Perdre Dakar, Guédiawaye, Pikine, Thiès, Ziguinchor, Diourbel, Rufisque, essuyer un refus poli des électeurs de Touba et venir ensuite prétendre avoir gagné, cela relève de l’auto-consolation
Certes, l’on peut bien comprendre que, pour faire bonne contenance, Benno Bokk Yaakar (BBY), la coalition de la majorité présidentielle, soutienne qu’elle reste largement majoritaire dans le pays. Et que, globalement, elle a gagné les élections locales de dimanche dernier. On croirait entendre feu Iba Der Thiam au lendemain des élections locales de 2009 ! En réalité, les résultats sortis des urnes montrent à tout le moins une contreperformance pour cette majorité conquérante qui, depuis 2012, a constitué une redoutable machine électorale qui a écrasé ses adversaires au cours de toutes les élections qui ont suivi celle triomphale de son président cette année-là.
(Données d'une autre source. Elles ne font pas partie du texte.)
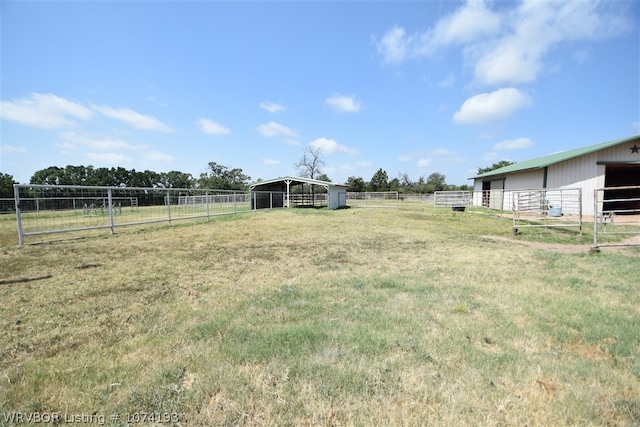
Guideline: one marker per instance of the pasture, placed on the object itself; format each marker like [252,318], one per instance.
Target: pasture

Perdre Dakar, Guédiawaye, Pikine, Thiès, Ziguinchor, Diourbel, Rufisque, essuyer un refus poli des électeurs de Touba qui, pour ne pas humilier leur khalife et faute d’alternative ont voté bulletin blanc, et venir ensuite prétendre avoir gagné, cela relève de l’auto-consolation apparemment. Car tout le monde sait que rien que la victoire à Dakar de l’opposition contrebalance toutes les autres conquêtes qu’a pu faire le camp présidentiel à l’intérieur du pays. N’est-ce pas que c’est le président de la République lui-même qui rappelait, en inaugurant le Ter en janvier dernier, que « la région de Dakar concentre 25 % de la population sénégalaise et près de 70 % de l’activité économique du pays. Dakar concentre également l’essentiel du parc automobile national et enregistre environ 40.000 nouvelles immatriculations par an… » D’où le caractère hyper stratégique de cette capitale ! Et quand on y ajoute les autres villes citées ci-dessus, on se dit qu’il y a eu assurément un basculement de majorité électorale dimanche dernier dans notre pays. Plus généralement, l’on sait bien que partout où des pouvoirs ont été renversés par des révoltes populaires que ça soit en Afrique (Mali, Guinée, Burkina, Soudan, Egypte, Madagascar…) ou en Europe (Géorgie, Ukraine…), ce sont d’abord les capitales qui se sont soulevées à l’exception notable de la Tunisie et de la Lybie où ces soulèvements ont commencé respectivement à Sidi Bouzid et à Benghazi.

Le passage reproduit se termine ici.